Glukokortikoide in der
Therapie entzündlich rheumatischer Erkrankungen
Glukokortikoide haben seit fast 70 Jahren eine außerordentliche Bedeutung in der Therapie entzündlich rheumatischer Erkrankungen. Allerdings haben sie eine sehr wechselvolle Historie durchgemacht. Nach anfänglicher Euphorie erfolgte aufgrund erheblicher Nebenwirkungen, die nicht nur organbezogen waren, sondern auch das Äußere der Patienten erheblich veränderten, eine komplette Ablehnung dieser Therapie über viele Jahre. Eine Renaissance erfolgte in den 70 er Jahren durch neue Studien und den Einsatz von synthetischen Glukokortikoiden. Insbesondere die immunsuppressive Wirkung dieser Substanzen war für die Therapie entzündlich rheumatischer Erkrankungen bedeutsam. „Oral verabreichtes Kortison verzögert relevant die radiologisch nachweisbare Gelenkzerstörung. Nach Absetzen der Kortison-Therapie schreitet die Progression der Gelenkzerstörung fort“ [5]. Die Indikationen in der Rheumatologie sind insbesondere die Rheumatoide Arthritis, die periphere Spondyloarthritis, die reaktiven Arthritiden und auch die undifferenzierten Arthritiden. Die schnelle und ausgeprägte Verminderung der Entzündungsaktivität, verbunden mit einer Schmerzreduktion, machen die Glukokortikoide wertvoll. Rückgang von Gelenkschwellungen und Verbesserung von Funktion und Lebensqualität sind die Folge dieser Therapie. Neben der hervorragenden therapeutischen Wirkung haben Glukokortikoide aber auch eine Reihe von unerwünschten Wirkungen, die insbesondere bei längerfristigen Anwendungen und höheren Dosierungen auftreten. Hier sind insbesondere kardiovaskuläre Erkrankungen, Osteoporose, Diabetes mellitus und erhöhte Infektionsgefährdung zu nennen. Aus diesem Grund hat es einen Paradigmenwechsel in den Therapieempfehlungen gegeben, indem eine möglichst niedrige Dosierung über einen möglichst geringen Zeitraum empfohlen wird.
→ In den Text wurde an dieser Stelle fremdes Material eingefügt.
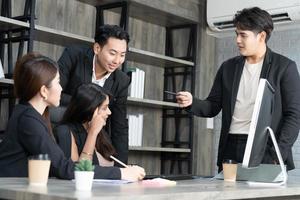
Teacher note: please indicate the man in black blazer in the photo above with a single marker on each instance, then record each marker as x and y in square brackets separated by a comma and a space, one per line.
[100, 64]
[235, 87]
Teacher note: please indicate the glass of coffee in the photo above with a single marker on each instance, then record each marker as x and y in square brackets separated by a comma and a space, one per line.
[38, 169]
[229, 170]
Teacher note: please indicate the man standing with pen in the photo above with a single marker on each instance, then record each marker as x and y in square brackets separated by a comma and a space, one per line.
[235, 87]
[100, 64]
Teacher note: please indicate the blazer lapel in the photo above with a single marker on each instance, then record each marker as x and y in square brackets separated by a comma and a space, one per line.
[88, 66]
[236, 81]
[267, 64]
[109, 83]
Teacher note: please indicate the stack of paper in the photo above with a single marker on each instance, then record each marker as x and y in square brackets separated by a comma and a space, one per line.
[158, 182]
[135, 131]
[137, 83]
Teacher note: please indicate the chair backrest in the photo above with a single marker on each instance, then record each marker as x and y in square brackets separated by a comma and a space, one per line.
[1, 70]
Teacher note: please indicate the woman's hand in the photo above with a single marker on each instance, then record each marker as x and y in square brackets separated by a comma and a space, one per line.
[132, 173]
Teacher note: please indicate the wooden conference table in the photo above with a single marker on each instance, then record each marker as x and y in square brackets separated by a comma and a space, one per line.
[18, 188]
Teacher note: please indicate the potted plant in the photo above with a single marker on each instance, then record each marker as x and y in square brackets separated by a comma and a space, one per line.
[84, 175]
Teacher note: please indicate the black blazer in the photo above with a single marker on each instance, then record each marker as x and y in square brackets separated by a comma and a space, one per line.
[282, 74]
[27, 134]
[76, 67]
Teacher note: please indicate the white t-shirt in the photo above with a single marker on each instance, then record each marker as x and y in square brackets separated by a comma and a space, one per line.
[241, 119]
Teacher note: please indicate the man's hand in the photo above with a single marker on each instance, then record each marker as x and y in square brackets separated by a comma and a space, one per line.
[184, 99]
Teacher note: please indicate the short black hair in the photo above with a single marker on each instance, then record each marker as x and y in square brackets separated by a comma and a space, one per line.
[103, 33]
[254, 19]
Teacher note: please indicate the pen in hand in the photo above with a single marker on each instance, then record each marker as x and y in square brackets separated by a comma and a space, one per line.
[118, 161]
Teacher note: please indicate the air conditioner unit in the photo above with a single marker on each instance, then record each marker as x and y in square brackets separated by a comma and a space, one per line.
[220, 14]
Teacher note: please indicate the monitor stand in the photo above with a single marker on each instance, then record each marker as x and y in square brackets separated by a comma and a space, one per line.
[283, 170]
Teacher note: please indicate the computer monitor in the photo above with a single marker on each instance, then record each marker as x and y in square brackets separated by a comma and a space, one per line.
[261, 119]
[260, 129]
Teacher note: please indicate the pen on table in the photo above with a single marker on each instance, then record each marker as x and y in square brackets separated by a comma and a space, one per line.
[171, 93]
[118, 161]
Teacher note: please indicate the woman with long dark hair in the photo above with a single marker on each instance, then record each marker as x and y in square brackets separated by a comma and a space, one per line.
[81, 134]
[36, 84]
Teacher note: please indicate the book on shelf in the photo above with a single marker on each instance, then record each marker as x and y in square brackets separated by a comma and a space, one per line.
[137, 77]
[135, 130]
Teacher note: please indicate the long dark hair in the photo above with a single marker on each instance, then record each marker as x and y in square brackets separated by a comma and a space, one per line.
[81, 109]
[31, 72]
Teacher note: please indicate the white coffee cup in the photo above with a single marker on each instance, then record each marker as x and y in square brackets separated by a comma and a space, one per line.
[229, 170]
[38, 169]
„Nur in einem Dosisbereich von < 5 mg Prednisolonäquivalent besteht ein akzeptabel niedriges Risiko für eine Gefährdung des Patienten durch die Therapie. Eine Dosis von 5 mg Prednisolon-Äquivalent sollte nicht überschritten werden. Die Glukokortikoid-Dosierung sollte auf die niedrigst mögliche Dosis reduziert werden, am besten bis zum kompletten Absetzen. Auch die früher für harmlos gehaltene Dosisbreite von 2–5 mg Tagesdosis beinhalten Langzeitrisiken wie Katarakt, Frakturen und Diabetes mellitus [5].
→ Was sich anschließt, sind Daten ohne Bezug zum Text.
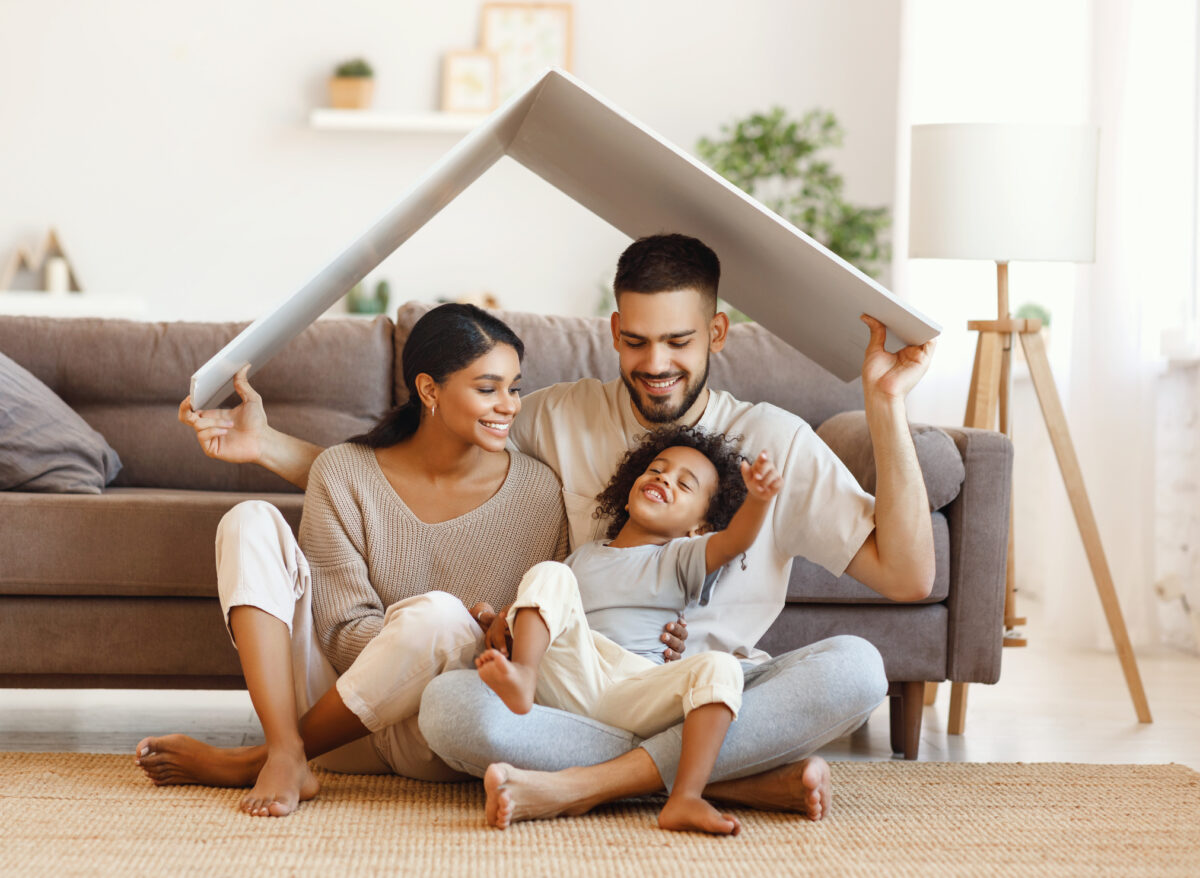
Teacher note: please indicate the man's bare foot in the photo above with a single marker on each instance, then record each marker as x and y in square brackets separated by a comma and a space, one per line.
[281, 777]
[513, 683]
[516, 794]
[173, 759]
[802, 786]
[683, 815]
[285, 781]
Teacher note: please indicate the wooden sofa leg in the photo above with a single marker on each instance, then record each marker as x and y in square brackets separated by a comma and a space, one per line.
[958, 722]
[905, 711]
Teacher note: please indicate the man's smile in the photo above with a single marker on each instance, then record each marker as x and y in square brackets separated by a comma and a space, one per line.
[660, 386]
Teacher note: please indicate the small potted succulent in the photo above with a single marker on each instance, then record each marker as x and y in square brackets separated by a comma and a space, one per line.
[359, 302]
[353, 85]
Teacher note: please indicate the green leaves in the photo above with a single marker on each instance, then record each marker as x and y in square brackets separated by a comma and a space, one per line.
[357, 67]
[778, 161]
Niedrig dosierte Prednisolon-Behandlungen im Akutstadium entzündlicher Gelenkerkrankungen haben sich allgemein in der Praxis bewährt, insbesondere wenn die Akut-Phase-Proteine (BSG/CRP) erhöht sind. Ein kleiner Kortisonstoß, beginnend mit 10 mg Prednisolon für 1 Woche, danach 7,5 mg für die 2. Woche und anschließend 5 mg für die Woche 3 und 4 bringen oft sofortige Verbesserung der Problematik und verschleiern in dieser Dosierung auch keine ernsthaften Erkrankungen. Teilweise ist bereits eine Dosierung von nur 5 mg für 10 Tage vorübergehend erfolgreich. Höhere Prednisolon-Dosierungen sind selten erforderlich.
Eine Ausnahme stellt die Therapie der Polymyalgia rheumatica dar. Höhere Glukokortikoid-Dosierungen von 15–25 mg Prednisolon über einen längeren Zeitraum sind nach der S3-Leitlinie von 2018 zur Behandlung der PMR angeraten, da das Nutzen-Risiko-Verhältnis bei dieser Erkrankung eindeutig positiv und ein Low-dose-Start ineffektiv ist [7].
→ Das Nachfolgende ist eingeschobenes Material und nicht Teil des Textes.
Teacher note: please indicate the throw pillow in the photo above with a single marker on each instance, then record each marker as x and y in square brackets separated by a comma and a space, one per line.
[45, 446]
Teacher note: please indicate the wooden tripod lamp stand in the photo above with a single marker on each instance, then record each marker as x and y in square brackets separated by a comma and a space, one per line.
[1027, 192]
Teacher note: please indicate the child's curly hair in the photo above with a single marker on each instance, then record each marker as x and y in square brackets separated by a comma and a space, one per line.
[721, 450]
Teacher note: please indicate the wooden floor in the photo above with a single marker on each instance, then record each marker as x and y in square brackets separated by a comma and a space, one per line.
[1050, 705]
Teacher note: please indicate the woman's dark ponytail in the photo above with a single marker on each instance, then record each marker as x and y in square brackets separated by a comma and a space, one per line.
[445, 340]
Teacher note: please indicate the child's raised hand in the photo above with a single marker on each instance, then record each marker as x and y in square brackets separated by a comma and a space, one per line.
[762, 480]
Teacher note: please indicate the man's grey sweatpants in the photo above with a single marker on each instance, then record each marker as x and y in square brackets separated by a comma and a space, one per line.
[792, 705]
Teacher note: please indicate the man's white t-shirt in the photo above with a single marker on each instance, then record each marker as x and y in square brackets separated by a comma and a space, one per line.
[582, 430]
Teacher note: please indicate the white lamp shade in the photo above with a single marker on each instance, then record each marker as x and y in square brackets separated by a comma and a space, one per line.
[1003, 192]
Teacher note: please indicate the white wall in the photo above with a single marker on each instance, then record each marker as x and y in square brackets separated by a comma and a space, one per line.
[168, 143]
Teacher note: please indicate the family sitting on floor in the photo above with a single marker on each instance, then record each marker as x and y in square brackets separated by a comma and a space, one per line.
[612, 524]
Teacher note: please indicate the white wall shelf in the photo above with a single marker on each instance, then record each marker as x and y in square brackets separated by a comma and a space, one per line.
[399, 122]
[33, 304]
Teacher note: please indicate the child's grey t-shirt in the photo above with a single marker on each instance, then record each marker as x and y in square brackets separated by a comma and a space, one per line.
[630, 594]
Gelenkpunktionen sind für die Patienten durch Entlastung der Gelenke meist kurzfristig schmerzlindernd. Bei hoher lokaler Entzündungsreaktion kann eine nachfolgende Glukokortikoid-Injektion durch Reduktion der Synovialits zu einer schnellen Entzündungshemmung, Beschwerdelinderung und Funktionsverbesserung führen. Unter Einhaltung der entsprechenden Hygienevorschriften sind iatrogene Infektionen relativ selten.
Bei den Glukokortikoiden ist ein sorgfältiges Abwägen von Nutzen und Risiko durch den Orthopäden erforderlich; allerdings mangelt es nicht an wirksamen Alternativen, insbesondere dann, wenn die Diagnose gesichert ist.